Ustalenie szybkości ma kolosalne znaczenie z punktu widzenia okoliczności wypadku. Przebieg zdarzeń już po kolizji mógł z kolei mieć związek ze wspomnianym brakiem polisy. Zdaniem „Rzeczpospolitej” na wartą 2,5 mln limuzynę nie wykupiono autocasco.
Czy kierowca seicento jest wrabiany po to, by koszt nowej limuzyny pokryto z jego OC? Takie pytanie stawia wprost komentator „Rzeczpospolitej” Michał Szułdrzyński.

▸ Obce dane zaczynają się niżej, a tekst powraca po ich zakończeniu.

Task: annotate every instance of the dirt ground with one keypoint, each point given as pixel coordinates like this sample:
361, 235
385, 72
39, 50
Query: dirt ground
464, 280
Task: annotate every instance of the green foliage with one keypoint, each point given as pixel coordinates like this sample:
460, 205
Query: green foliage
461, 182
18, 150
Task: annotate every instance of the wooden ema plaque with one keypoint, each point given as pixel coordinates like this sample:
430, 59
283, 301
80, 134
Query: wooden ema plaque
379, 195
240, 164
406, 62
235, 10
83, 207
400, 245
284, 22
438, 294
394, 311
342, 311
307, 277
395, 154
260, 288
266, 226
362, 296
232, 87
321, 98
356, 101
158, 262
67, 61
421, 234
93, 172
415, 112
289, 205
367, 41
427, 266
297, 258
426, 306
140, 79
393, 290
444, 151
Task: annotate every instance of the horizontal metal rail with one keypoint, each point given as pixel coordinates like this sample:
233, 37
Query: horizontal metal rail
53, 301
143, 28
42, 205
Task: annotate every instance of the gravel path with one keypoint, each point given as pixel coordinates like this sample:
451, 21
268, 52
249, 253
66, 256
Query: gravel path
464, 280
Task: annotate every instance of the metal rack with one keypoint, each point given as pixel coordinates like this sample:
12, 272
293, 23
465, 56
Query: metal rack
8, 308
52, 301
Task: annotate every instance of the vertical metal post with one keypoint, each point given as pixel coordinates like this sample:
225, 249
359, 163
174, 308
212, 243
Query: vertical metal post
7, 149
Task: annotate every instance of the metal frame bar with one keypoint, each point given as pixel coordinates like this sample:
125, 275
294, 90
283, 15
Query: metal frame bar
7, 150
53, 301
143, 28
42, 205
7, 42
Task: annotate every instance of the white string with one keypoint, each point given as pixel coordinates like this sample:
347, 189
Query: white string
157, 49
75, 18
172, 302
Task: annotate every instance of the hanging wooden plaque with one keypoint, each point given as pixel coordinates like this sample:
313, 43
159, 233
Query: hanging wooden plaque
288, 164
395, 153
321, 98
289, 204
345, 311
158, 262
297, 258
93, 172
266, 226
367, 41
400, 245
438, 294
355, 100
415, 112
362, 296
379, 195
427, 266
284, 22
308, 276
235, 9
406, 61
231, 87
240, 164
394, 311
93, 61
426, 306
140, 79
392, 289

Zauważa, że gdyby nie orzeczono jego winy, za naprawę albo zakup nowego auta musiałoby zapłacić samo Biuro Ochrony Rządu.
A teraz przejdźmy do ubezpieczeń studentów. Pisze o tym na pierwszej stronie „Gazeta Wyborcza”. Jej zdaniem rząd chce oskładkować umowy o dzieło studentów i uczniów.
Obecnie za uczniów i studentów do 26. roku życia pracujących na umowie-zleceniu nie trzeba odprowadzać składek ubezpieczeniowych tak jak od innych pracowników. „Nic więc dziwnego, że takie umowy wybiera aż 80-90 proc. wszystkich pracujących studentów” – pisze „Gazeta Wyborcza”. Jej zdaniem o tym, że rząd chce to zmienić, świadczy stanowisko w sprawie tzw. przeglądu emerytalnego gabinet Beaty Szydło.
Znaczenie osłabiłoby to konkurencyjność młodych ludzi na runku pracy i utrudniłoby start w dorosłość. Po co więc oskładkowanie? Powód jest prosty: dziura w ZUS. Rachunek ekonomiczny zaważył też zresztą na decyzji o nieubezpieczeniu limuzyny BOR. „Rzeczpospolita” podaje, że składka na AC na kosztowną limuzynę wynosiłaby 200 tys. zł rocznie. Nie ubezpieczanie takich aut jest więc standardem.